Late last year I said the Balance Sheet Recession was over. And this quarter’s household debt survey from the NY Fed pretty much confirms that. This was the first year over year increase in debt since 2008. It’s a pretty momentous occasion in my view as it changes the dynamics of the economy from one in which we were de-leveraging to one which is now officially re-leveraging without government aid.
Here’s more from the NY Fed:
“The Quarterly Report on Household Debt and Credit for the third quarter of 2013 shows the first substantial increase in outstanding balances since 2008, when Americans began reducing their debt. As of September 30, 2013, total consumer indebtedness was $11.28 trillion, up 1.1 percent from its level in the previous quarter, although still 11 percent below the peak of $12.67 trillion in the third quarter of 2008.

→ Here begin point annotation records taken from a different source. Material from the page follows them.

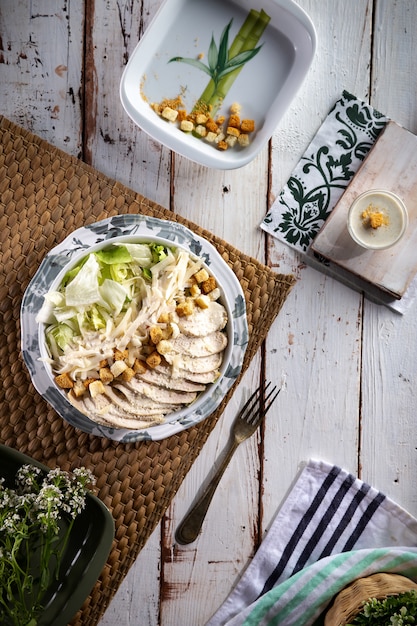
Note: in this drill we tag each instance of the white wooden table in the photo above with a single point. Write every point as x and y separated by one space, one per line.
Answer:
348 368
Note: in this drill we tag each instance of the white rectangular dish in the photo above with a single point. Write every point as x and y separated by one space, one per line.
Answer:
264 88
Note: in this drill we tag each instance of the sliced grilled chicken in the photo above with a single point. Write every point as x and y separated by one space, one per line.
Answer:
203 322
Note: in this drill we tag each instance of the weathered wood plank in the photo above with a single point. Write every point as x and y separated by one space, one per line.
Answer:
314 347
41 57
388 446
113 143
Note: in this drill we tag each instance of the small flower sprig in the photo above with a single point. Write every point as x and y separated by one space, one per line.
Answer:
36 518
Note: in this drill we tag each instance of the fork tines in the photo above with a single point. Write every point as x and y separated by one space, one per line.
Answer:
254 403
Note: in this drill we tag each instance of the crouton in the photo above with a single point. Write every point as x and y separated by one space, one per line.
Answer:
203 301
195 290
163 318
164 347
215 294
231 130
139 367
201 130
155 334
243 139
247 126
234 121
211 137
184 309
96 388
208 285
120 355
106 375
169 114
127 375
78 390
201 275
187 126
212 126
117 368
231 140
153 360
64 381
87 382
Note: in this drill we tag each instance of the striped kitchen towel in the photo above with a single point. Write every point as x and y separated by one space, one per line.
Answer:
331 529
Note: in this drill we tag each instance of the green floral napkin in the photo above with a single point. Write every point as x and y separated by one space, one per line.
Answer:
323 173
332 159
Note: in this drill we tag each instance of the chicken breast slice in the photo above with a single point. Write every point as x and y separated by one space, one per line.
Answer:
203 322
159 394
194 346
194 365
162 377
107 414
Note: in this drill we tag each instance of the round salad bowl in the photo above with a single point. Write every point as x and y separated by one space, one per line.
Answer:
131 229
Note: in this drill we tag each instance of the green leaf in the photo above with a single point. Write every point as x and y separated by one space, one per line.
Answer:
242 57
194 62
223 48
212 55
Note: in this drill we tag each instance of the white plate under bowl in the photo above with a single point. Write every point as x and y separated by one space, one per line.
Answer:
264 88
132 228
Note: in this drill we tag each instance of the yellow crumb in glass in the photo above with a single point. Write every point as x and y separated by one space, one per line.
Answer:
373 218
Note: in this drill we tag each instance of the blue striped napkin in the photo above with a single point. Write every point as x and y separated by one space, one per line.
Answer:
332 529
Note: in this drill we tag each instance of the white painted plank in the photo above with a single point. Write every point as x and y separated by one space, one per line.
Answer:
315 344
389 426
115 146
41 67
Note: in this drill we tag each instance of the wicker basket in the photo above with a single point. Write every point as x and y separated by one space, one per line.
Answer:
349 602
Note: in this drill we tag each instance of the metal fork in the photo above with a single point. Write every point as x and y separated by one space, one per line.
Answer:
245 424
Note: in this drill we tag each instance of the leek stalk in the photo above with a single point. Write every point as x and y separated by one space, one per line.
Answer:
245 41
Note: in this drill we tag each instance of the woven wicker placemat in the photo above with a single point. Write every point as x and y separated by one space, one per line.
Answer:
44 195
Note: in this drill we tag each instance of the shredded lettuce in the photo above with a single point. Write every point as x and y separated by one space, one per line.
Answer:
110 297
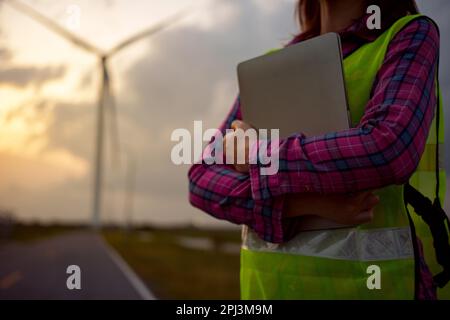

Mortgages, the largest component of household debt, increased by 0.7 percent in the third quarter of 2013. Mortgage balances shown on consumer credit reports stand at $7.90 trillion, up by $56 billion from the level in the second quarter. Balances on home equity lines of credit (HELOC) dropped by $5 billion (0.9 percent) and now stand at $535 billion. Household non-housing debt balances increased by 2.7 percent, with gains of $31 billion in auto loan balances, $33 billion in student loan balances and $4 billion in credit card balances.”